Questions fréquentes

Quels sont les critères pour maintenir un programme de soins psychiatriques ambulatoires contraints ?
Le maintien est justifié si les troubles mentaux ne sont pas stabilisés et compromettent la sûreté des personnes ou l'ordre public, et si le consentement aux soins est aléatoire, comme dans le cas de M. [D] qui a refusé son traitement et tenu un discours hostile.
Puis-je demander la mainlevée de mon programme de soins ambulatoires ?
Oui, vous pouvez saisir le juge des libertés et de la détention.
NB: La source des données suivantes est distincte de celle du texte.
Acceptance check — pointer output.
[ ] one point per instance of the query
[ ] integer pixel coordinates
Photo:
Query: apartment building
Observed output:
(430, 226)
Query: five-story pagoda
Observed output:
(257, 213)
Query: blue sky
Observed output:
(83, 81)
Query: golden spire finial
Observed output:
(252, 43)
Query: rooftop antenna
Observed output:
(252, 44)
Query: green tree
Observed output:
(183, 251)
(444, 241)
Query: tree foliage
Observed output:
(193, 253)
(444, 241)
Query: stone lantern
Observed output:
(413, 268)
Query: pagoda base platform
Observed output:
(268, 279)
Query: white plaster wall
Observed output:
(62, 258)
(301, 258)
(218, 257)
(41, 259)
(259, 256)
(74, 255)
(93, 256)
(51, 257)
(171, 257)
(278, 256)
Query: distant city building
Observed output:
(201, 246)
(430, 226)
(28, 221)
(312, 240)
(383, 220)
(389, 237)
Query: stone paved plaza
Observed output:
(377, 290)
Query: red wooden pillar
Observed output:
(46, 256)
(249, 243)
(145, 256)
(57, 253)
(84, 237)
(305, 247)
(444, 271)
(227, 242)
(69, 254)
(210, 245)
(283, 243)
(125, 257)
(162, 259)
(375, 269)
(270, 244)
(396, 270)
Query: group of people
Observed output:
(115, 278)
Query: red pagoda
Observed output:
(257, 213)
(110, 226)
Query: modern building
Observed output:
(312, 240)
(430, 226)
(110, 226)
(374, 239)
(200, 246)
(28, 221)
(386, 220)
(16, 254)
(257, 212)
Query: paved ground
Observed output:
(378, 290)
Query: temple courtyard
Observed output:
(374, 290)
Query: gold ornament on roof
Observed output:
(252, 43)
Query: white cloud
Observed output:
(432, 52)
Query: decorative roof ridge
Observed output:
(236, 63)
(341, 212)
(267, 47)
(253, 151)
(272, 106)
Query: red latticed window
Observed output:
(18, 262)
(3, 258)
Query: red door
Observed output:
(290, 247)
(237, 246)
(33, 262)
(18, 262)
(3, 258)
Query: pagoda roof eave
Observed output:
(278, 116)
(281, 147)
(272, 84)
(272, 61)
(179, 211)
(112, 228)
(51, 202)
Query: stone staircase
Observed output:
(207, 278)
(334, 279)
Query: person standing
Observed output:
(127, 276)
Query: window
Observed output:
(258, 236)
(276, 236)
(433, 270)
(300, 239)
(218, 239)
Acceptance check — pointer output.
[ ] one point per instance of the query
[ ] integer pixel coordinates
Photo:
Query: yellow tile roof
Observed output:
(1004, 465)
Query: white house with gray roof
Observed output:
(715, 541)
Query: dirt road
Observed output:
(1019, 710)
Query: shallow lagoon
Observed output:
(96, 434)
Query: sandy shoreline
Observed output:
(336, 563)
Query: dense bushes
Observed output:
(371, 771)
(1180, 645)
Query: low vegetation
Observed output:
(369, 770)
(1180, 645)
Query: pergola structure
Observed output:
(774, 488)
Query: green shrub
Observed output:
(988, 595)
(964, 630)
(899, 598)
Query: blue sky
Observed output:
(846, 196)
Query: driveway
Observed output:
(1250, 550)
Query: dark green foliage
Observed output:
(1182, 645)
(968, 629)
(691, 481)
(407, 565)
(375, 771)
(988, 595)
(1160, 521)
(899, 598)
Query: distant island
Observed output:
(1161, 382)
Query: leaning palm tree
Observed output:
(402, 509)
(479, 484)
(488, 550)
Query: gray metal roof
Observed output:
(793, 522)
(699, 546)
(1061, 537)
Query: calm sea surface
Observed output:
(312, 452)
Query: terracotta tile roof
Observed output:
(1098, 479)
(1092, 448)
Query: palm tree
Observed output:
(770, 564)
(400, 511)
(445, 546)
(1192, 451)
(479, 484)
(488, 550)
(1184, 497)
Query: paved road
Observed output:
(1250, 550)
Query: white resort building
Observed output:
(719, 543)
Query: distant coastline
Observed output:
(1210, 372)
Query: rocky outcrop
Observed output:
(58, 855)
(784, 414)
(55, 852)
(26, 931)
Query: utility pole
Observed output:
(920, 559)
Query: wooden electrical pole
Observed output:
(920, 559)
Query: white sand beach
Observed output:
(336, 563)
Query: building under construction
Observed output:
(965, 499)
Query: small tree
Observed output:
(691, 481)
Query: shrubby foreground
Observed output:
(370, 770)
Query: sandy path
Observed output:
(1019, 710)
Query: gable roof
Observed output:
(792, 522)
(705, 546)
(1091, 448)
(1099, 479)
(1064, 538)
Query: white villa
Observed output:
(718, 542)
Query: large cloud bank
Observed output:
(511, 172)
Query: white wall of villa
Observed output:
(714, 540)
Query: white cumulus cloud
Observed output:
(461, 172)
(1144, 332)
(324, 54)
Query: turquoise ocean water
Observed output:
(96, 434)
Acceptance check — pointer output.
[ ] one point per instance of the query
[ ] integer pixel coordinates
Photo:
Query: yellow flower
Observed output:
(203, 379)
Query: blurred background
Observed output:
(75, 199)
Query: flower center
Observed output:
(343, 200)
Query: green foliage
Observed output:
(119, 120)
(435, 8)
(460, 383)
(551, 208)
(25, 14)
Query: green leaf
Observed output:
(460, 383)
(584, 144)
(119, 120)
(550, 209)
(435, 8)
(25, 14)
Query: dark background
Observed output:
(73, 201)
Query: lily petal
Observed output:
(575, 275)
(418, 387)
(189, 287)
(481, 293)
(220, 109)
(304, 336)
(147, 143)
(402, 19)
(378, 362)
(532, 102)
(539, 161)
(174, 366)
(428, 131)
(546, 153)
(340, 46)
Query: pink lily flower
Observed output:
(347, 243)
Dans l'affaire de M. [D], sa demande a été rejetée car les médecins ont estimé que son état nécessitait toujours des soins contraints.
Qu'est-ce qu'un programme de soins psychiatriques ambulatoires ?
C'est une mesure de soins sans consentement qui permet au patient de vivre à domicile tout en étant suivi régulièrement par une équipe soignante, avec possibilité de soins à domicile ou de séjours en établissement si nécessaire.
Mon refus de traitement peut-il justifier le maintien des soins contraints ?
Oui, comme dans le cas de M. [D], un refus de prise de traitement et un discours hostile peuvent être considérés comme des signes que le consentement aux soins est aléatoire, justifiant le maintien des soins.
Quels sont mes droits en tant que patient sous soins psychiatriques contraints ?
Vous avez le droit de contester la mesure devant le juge, d'être assisté d'un avocat, et de demander une expertise. Dans l'affaire de M. [D], la cour a rejeté sa demande d'expertise car les avis médicaux étaient suffisants.
Puis-je être hospitalisé complètement si je ne respecte pas mon programme ambulatoire ?
Oui, une réintégration en hospitalisation complète peut être envisagée, comme cela a été le cas pour M. [D] en mai 2026 suite à son refus de traitement.